(Reuters) - A disposal of pledged securities by financial firms caused steep declines over the last few days in the shares of some companies belonging to Indian conglomerate Reliance Group - controlled by tycoon Anil Ambani - the Reliance companies said on Friday.
A few non-banking financial companies (NBFCs) invoked pledged shares of Reliance Capital Ltd, Reliance Infrastructure Ltd and Reliance Power Ltd, and made open market sales of about 4 billion rupees ($56.23 million) during Feb. 4-7, triggering the sharp falls in their shares, the companies said in stock exchange filings https://www.bseindia.com/xml-data/corpfiling/AttachLive/670062d2-5ca6-44cc-a049-9446f30d770f.pdf.
In that period, shares of Reliance Power plunged 62.1 percent, while those of Reliance Infrastructure dropped 58.6 percent, and Reliance Capital fell 38.6 percent.
The companies said the disposals were made by L&T Finance Holdings Ltd and certain entities of Edelweiss Group.

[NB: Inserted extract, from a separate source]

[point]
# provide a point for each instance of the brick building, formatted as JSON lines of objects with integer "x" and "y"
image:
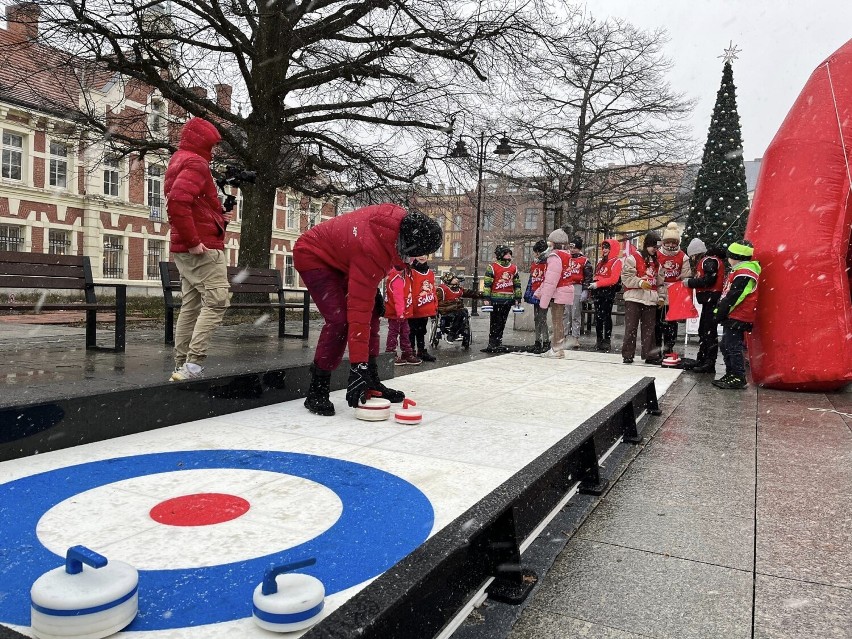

It was not clear who had pledged the shares.
Reliance Group called the move by the NBFCs "illegal and excessive", and said the sale was done without attempts at "orderly market disposal". Reliance Capital, Reliance Infrastructure and Reliance Power were "performing satisfactorily on all operating parameters", the group added.
Edelweiss Group and L&T Finance did not immediately respond to Reuters' requests seeking comment.
Reliance Group also said that plans by Anil Ambani-controlled Reliance Communications Ltd (RCom) to resolve its debt through the National Company Law Tribunal had no adverse impact on the three companies in question.
RCom's stock has dropped 55.2 percent since it announced its plan on Friday.